Coca-Cola has since apologized, publishing a response on its website, and removed the offending program after LGBT activists called out the company, a 2014 Winter Olympics sponsor, for promoting a social media tool that refused to recognize pro-LGBT words, while words like "straight," "hetero," "homophobe," "homosexual," and even "LGBT" are allowed through the system, producing a shareable graphic with the words emblazoned on Coke's classic red can.
Explaining that the "Share a Coke" campaign was intended to allow users to customize a Coke can with their own name in the brand's iconic logo script, Coca-Cola acknowledged that the version hosted on the company's South African site didn't restrict submissions to names.
"Specifically, the name and message auto-generator on our South Africa 'Share A Coke' website would not accept the word 'Gay,' but did accept the word 'Straight,'" reads the statement from Vukani Magubane of Coca-Cola South Africa. "This isn't how the program was supposed to work, and we've pulled the site down until we can fix the problem.

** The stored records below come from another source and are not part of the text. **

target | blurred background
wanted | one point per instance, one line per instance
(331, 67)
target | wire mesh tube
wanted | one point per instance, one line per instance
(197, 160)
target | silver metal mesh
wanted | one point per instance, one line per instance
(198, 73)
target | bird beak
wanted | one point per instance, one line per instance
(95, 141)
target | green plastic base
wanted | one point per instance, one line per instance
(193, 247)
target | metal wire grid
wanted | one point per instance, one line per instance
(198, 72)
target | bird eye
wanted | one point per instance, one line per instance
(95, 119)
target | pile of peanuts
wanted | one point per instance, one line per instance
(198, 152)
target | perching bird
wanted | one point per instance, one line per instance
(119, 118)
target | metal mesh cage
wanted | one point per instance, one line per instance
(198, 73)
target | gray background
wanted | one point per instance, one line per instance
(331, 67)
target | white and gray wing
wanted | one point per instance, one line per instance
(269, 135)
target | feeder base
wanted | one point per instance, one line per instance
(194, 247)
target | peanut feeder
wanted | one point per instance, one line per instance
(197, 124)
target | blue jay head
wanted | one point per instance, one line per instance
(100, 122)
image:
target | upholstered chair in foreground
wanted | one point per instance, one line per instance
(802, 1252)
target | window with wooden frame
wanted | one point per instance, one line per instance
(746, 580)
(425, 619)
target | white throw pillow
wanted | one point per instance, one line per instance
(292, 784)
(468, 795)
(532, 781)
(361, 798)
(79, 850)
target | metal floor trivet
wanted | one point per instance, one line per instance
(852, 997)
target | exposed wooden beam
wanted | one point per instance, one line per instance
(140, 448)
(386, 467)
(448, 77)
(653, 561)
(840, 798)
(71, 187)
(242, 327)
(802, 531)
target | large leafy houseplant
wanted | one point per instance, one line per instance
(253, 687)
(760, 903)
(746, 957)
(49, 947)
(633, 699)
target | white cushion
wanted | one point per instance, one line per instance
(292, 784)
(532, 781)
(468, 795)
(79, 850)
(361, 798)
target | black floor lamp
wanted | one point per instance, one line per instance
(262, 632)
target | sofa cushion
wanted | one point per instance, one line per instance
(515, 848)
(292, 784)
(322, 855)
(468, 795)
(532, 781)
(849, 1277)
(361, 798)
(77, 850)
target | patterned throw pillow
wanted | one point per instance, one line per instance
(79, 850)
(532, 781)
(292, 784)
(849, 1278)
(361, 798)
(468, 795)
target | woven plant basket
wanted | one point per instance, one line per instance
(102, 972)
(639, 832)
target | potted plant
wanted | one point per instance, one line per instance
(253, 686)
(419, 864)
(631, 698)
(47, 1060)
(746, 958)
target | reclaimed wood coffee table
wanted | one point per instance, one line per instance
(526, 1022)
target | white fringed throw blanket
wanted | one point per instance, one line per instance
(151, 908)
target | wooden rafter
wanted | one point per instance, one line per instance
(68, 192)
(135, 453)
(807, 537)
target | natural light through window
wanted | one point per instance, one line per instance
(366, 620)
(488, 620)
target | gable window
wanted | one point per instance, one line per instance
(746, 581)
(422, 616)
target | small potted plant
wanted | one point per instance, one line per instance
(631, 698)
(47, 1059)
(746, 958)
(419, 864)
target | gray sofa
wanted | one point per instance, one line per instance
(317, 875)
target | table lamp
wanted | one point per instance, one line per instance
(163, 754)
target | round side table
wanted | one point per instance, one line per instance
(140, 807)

We apologize for this mistake. As one of the world’s most inclusive brands, we value and celebrate diversity. We have long been a strong supporter of the LGBT community and have advocated for inclusion, equality and diversity through both our policies and practices."
"More than 700,000 Coca-Cola system associates get up every morning determined to make the world a happier place and, when errors like this happen, we take it seriously," continues the statement. "Thank you for raising this with us, and we’ll get it fixed."
Activists upset with Coca-Cola's silence regarding Olympics host country Russia's anti-LGBT laws and violent repression of dissent took the advertising gimmick as further evidence that Coke is intentionally ignoring LGBT people.
Despite repeated calls from activists to take a stand on Russia's anti-LGBT laws, Coke has declined to issue any sort of condemnation of the nation's ban on so-called gay propaganda. When a gay Russian was arrested and fined last week for unfurling a rainbow flag as the Olympic torch passed through his city, Coke issued a statement addressing the arrest and confirming that the officers who detained the protester were wearing uniforms emblazoned with Coke's logo. The statement did not condemn the police's silencing of the protester but did claim that the beverage company is "one of the world's most inclusive brands, [which] value[s] and celebrate[s] diversity."